Questions over high frequency of mutant PfATP6 haplotypes in traveller isolates
© Woodrow et al.; license Biomed Central Ltd. 2012
Received: 17 May 2012
Accepted: 1 June 2012
Published: 8 June 2012
A recent paper in Malaria Journal suggests that a high proportion of Plasmodium falciparum isolates found in travellers returning from a range of African countries carry the PfATP6 A623E S769N haplotype, and that this genotype is associated with artemether resistance. Such a finding would represent a substantial departure from the extensive literature reporting these individual mutations to be very rare, with the double mutation never documented. The number of isolates screened to obtain these double mutants is unstated, but highly relevant, not least because selection of isolates could have introduced significant confounders, such as timing of in vitro testing. An additional concern relates to the location of sequencing primers used to assess these positions. In the absence of clear information on these fundamental questions it would be appropriate to treat the findings with caution.
Previous publications on prevalence of the A623E and S769N polymorphisms in the countries described by Pillai et al.
The finding of A623E S769N double mutants in 11 of 28 patients in one centre is, therefore, highly unexpected. The authors propose that natural selection for these polymorphisms may be taking place in the countries of origin for these parasites, because of the rapid scale up of anti-malarial treatment programmes being implemented in recent years.
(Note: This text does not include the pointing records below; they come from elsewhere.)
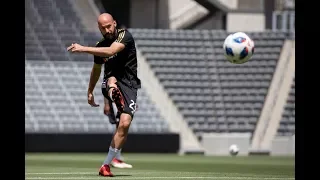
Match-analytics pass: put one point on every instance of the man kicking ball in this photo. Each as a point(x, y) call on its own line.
point(120, 84)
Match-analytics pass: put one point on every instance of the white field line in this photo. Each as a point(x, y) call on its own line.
point(173, 177)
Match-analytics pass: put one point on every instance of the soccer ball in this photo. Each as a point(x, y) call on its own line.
point(238, 48)
point(233, 150)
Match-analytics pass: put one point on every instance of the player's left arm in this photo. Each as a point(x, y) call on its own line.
point(117, 46)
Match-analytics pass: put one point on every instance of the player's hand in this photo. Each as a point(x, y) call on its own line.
point(91, 100)
point(106, 109)
point(74, 47)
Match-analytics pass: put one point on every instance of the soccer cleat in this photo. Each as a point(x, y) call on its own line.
point(105, 171)
point(118, 99)
point(117, 163)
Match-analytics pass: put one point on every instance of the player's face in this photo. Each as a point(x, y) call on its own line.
point(108, 29)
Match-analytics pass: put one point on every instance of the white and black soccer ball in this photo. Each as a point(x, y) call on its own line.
point(233, 150)
point(238, 48)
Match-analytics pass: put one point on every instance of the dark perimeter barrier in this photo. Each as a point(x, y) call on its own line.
point(137, 143)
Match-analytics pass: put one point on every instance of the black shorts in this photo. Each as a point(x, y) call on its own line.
point(129, 94)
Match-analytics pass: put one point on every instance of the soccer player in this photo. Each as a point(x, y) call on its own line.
point(120, 84)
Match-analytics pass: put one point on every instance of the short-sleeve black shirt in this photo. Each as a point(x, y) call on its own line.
point(123, 65)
However, before natural selection is invoked, a much more basic concern needs to be addressed, namely selection of isolates in the laboratory. It is notable that the median date of receipt for the mutant isolates was around 500 days before that of the wild-type samples (according to the supplementary data). This is of profound methodological importance since use of wild-type controls with different properties to the mutant population (such as date of assay) would introduce a significant confounder. How many isolates were screened to obtain the final 11 double mutants? And how were the wild-type controls selected?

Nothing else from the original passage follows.